Did you fuck her?
If by "fuck her" you mean "threw up on her shoes," then yes, I achieved that.
you ever wonder how lesbians feel about girls being in relationships with other girls on facebook? could it annoy them more than it annoys me?
my roommate left her license, credit card, and cellphone on her desk. I feel like this is a trap.
I drank gravy. I actually drank gravy. This is heaven.
"Does your mom know how big your cock is?" Worst dirty talk I've ever had.
Apparently my gaydar only works on americans. Frenchie capris has two topless chicks in our kitchen making him breakfast.
The guy is drinking 5 bottles of beer in a juice pitcher. Fucking amazing.
Everyone in the office is in total denial. I asked my boss what he did this weekend and he said "nothing much." But I know we were both thinking about the orgy.
He was like an artic tracker. Walked ten paces from the tree, then 15 paces from the mailbox, dug down in the snow, and pulled up the case of beer he hid from his parents out there. It tasted like ice cold success.
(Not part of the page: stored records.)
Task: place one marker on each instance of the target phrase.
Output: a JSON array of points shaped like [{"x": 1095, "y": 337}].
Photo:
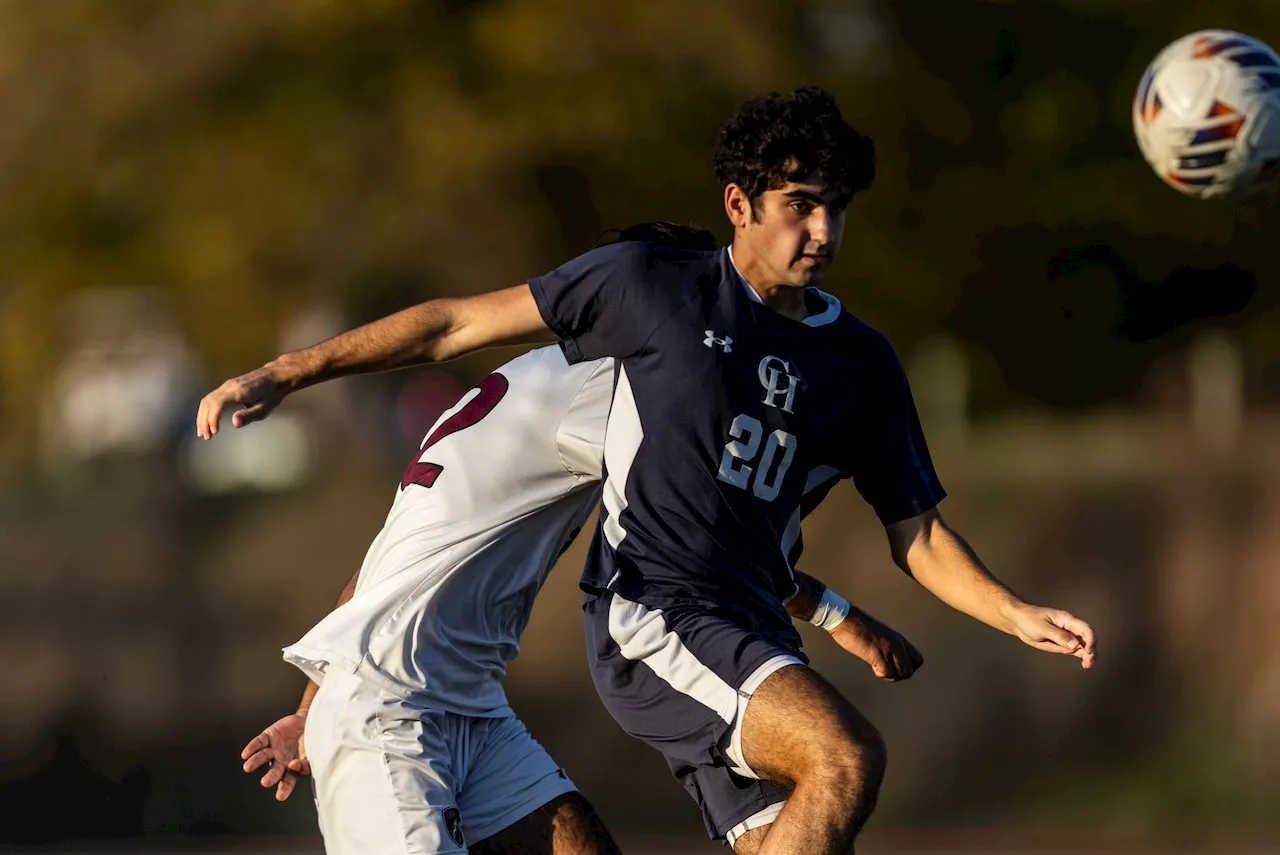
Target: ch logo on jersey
[
  {"x": 714, "y": 341},
  {"x": 780, "y": 384}
]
other than the jail part I had a really good time with you
He shoved his balls through an egg carton and showed us a picture. They were surprisingly egg-like.
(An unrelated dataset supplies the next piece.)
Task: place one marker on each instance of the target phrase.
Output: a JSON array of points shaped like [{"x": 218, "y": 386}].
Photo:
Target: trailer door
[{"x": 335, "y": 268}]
I was laying there trying to sleep and then he sat up, took out his dick, and put it on my shoulder. It wasn't even hard- it was just casually perched.
So I'm sitting at my desk and Thunderstruck came on my iPod. I then proceeded to drink coffee every time I heard thunderstruck. Who says you don't remember anything from college?
Got laid at work. Yes, AT work, why they let me run this tennis center by myself speaks to their poor judge of character.
Thanks for duct tapping my dick to my leg while I was passed out. I could only aim straight down. I stood on your bed. Have a nice day at work!